Plus they live in an area where there is some crime and antisocial behaviour. “It does make us feel a bit more secure.” Then there was an incident, a postman ringing the bell when neither of them was at home. “You can see him muttering something, I couldn’t quite make it out, but something like ‘for fuck’s sake’ or ‘fucking typical’. It was quite aggressive.”

David, who is signed up to the Ring Protect Plan, tweeted Royal Mail, attaching the footage. They said it wasn’t clear what the postman had said; as far as he knows, no action was taken. How would David have felt if the postie had been fired, I wonder, for swearing in frustration at work – something everyone has done – when he thought he was alone? Without the Ring doorbell, the incident wouldn’t have been an incident; David would never have known, and just come home to a note on the doormat. “It did make me think about that complaining culture and whether we are snooping,” he admits.

David says that his street’s WhatsApp group does sometimes share footage of people they think look suspicious, particularly after, say, someone’s car has been broken into.
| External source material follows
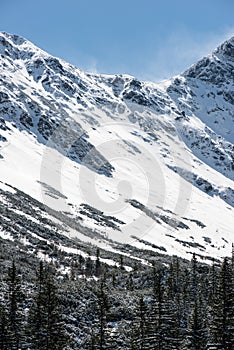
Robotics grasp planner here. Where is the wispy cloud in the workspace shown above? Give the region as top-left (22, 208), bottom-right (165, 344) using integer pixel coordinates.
top-left (142, 27), bottom-right (234, 81)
This, says Carlo, is a dangerous path to go down. “Neighbourhood citizen policing – we’re talking about a personal-tech-based surveillance state. I don’t think we’re there now, but in five, six, seven years we could create that kind of environment.”

David talks to his toddler on the doorbell, who calls it the ding-dong. Sometimes he uses it to check that their cleaner isn’t cutting hours; their previous cleaner was consistently leaving 20 minutes early. Babysitters, too. “I think it’s useful to have in the back of your mind that you know when people are coming or going.”

It is turning us all into spies, then. Carlo thinks so. “New technology lends itself to that. If you think, even 10 years ago, the lengths someone would have to go to, to get this kind of covert CCTV, with motion sensors, in the home. Now it’s the default, in a way.”

She thinks it is selling fear, because fear is almost as profitable as data – and that there are further dangers, even within the domestic environment. “You are recording the details of your life, and you can see how, when there is conflict, that could easily become part of the picture. Imagine what that would mean in the context of an abusive or controlling relationship: ‘You say you got back at 12 last night, but actually it was 12.30, or 1am.’ Or, ‘Why were you with that person?’”

Interesting that earlier, Det Supt Smith – who, incidentally, is fully aware of the civil liberties issues – was talking about how this technology is useful in fighting domestic violence; and now Carlo is talking about how it could also form part of the picture of domestic abuse or coercive control. Both right, I’m sure. Then there’s Luke Exelby, who says one of the reasons he got a Ring doorbell in the first place was to check up – in a worried dad way – on his four teenage daughters while he’s off working nights. “I keep telling them: text me when you get home. They never do, though. The notifications let me know when they get home. My kids know I’m not trying to spy on them.”

Ding ding ding, phone alert! It’s my girlfriend, leaving the house. She looks over at the doorbell, at me; she knows. Then she comes a bit closer, with a look that says don’t you bloody dare. Think I’ll leave it this time.